Tombé sur la très bonne bande dessinée de Frédéric Rébéna, je me suis dit qu’il serait bon de lire ce livre culte qui propulsa Françoise Sagan superstar !

Bonjour tristesse de Françoise Sagan

Un premier roman de 1954 alors qu’elle n’avait que 18 ans. Plutôt bien foutu malgré quelques passages un peu approximatifs, mais : un très, très bon premier roman ! Subtil, étouffant, plein de culpabilité et de désirs, moite et calculateur. Un bord de mer, une ado désœuvrée, un père en mal de séduction, un triangle amoureux… Si j’étais un peu taquin, un peu le livre que Djian aurait aimé écrire.

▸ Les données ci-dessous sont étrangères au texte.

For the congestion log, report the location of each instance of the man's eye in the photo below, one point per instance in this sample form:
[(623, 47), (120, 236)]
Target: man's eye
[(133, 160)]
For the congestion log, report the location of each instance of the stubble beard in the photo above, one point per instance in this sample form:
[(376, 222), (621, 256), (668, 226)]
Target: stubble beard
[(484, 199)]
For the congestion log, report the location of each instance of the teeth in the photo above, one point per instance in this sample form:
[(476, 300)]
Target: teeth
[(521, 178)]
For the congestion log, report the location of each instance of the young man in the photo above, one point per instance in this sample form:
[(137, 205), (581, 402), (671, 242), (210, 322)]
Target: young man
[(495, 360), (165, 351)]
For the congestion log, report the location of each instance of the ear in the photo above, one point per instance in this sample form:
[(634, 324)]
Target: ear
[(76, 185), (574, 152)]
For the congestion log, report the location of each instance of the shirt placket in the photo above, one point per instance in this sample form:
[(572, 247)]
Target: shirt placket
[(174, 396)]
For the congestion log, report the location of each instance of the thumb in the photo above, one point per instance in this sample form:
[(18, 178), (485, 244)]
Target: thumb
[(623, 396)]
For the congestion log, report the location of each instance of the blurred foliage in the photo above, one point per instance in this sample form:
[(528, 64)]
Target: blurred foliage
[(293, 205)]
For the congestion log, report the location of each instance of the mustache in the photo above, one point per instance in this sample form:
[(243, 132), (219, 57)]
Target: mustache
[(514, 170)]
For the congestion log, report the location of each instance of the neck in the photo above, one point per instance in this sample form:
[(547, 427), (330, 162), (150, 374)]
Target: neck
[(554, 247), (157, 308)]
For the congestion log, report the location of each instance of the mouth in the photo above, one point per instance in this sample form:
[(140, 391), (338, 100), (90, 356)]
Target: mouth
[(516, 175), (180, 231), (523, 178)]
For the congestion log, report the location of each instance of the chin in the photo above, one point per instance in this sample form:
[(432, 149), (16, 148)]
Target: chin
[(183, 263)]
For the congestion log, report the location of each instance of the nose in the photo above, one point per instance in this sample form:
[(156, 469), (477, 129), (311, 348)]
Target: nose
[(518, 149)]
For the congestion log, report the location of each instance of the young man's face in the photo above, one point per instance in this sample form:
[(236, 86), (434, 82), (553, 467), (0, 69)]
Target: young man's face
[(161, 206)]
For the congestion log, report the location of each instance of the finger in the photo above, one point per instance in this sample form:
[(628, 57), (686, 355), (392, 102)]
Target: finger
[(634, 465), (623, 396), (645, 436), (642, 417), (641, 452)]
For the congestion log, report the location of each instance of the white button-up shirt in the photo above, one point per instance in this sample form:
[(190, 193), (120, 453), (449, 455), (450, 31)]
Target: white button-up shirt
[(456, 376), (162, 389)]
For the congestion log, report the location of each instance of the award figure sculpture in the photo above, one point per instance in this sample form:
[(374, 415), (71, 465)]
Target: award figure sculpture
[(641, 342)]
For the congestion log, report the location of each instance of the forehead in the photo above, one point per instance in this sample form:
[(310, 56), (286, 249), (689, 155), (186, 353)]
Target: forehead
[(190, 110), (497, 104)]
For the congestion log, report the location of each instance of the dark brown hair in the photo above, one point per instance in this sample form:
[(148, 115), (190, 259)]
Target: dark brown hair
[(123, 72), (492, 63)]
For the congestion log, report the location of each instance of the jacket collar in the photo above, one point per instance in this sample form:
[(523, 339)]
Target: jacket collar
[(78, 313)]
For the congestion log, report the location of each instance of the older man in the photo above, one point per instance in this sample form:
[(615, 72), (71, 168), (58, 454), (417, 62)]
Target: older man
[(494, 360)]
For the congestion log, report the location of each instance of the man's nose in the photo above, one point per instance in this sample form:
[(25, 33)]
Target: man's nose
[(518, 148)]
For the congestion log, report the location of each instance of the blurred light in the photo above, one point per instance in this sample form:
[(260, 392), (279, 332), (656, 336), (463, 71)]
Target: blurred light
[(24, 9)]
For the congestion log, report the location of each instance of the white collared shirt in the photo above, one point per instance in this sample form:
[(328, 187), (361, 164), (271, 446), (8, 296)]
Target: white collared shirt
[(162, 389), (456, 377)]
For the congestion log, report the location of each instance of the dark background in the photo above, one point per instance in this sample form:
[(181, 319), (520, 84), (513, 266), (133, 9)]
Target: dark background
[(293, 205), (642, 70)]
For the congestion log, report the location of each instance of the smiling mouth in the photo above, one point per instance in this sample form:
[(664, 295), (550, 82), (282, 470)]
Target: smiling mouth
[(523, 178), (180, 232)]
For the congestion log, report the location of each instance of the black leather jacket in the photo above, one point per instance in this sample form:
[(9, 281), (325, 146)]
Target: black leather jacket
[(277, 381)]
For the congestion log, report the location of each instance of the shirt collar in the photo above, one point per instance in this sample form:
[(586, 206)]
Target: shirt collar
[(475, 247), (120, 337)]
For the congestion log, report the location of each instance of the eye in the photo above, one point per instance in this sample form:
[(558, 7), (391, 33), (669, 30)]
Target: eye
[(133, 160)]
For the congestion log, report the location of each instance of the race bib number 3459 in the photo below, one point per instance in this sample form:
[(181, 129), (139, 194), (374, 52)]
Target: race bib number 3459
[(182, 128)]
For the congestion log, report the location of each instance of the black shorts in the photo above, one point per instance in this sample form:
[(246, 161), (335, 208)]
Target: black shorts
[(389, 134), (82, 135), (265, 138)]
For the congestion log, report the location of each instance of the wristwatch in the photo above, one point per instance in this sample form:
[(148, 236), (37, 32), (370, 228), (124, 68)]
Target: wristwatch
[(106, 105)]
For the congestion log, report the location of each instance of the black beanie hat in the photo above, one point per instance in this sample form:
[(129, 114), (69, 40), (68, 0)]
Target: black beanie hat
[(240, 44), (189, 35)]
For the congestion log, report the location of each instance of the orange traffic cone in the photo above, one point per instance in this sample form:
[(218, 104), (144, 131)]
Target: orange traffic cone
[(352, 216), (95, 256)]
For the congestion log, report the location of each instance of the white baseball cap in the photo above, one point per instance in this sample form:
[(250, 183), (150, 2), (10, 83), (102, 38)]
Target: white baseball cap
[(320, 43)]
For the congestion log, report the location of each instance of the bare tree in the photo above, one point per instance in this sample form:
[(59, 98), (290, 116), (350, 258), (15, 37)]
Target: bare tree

Un roman court à la hauteur de sa renommée

Incipit (et peut-être un petit peu plus si entente)
Sur ce sentiment inconnu dont l'ennui, la douceur m'obsèdent, j'hésite à apposer le nom, le beau nom grave de tristesse. C'est un sentiment si complet, si égoïste que j'en ai presque honte alors que la tristesse m'a toujours paru honorable. Je ne la connaissais pas, elle, mais l'ennui, le regret, plus rarement le remords. Aujourd'hui, quelque chose se replie sur moi comme une soie, énervante et douce, et me sépare des autres.


4e de couv, résumé de l'éditeur ou trouvé ailleurs (pas de moi, donc)
Un homme de quarante ans, charmant, léger, aux aventures faciles et nombreuses, et sa fille de dix-sept ans, Cécile, forment un couple inséparable de camarades. Ils vivent dans la plus grande liberté, une amoralité parfaite, une insouciance totale, jusqu'au jour où, plus dangereuse que toutes les habituelles « passantes », une femme survient... Belle, envoûtante, un peu mystérieuse, Anne, qui fut la meilleure amie de la mère de Cécile, va vouloir enchaîner l'homme volage et préserver la jeune fille d'une dépravation certaine. Devant cette menace, Cécile, avec un machiavélisme à la fois innocent et pervers, provoque la rupture, la catastrophe... Le danger est écarté, mais un nouveau visage hantera désormais l'adolescente : celui de la tristesse.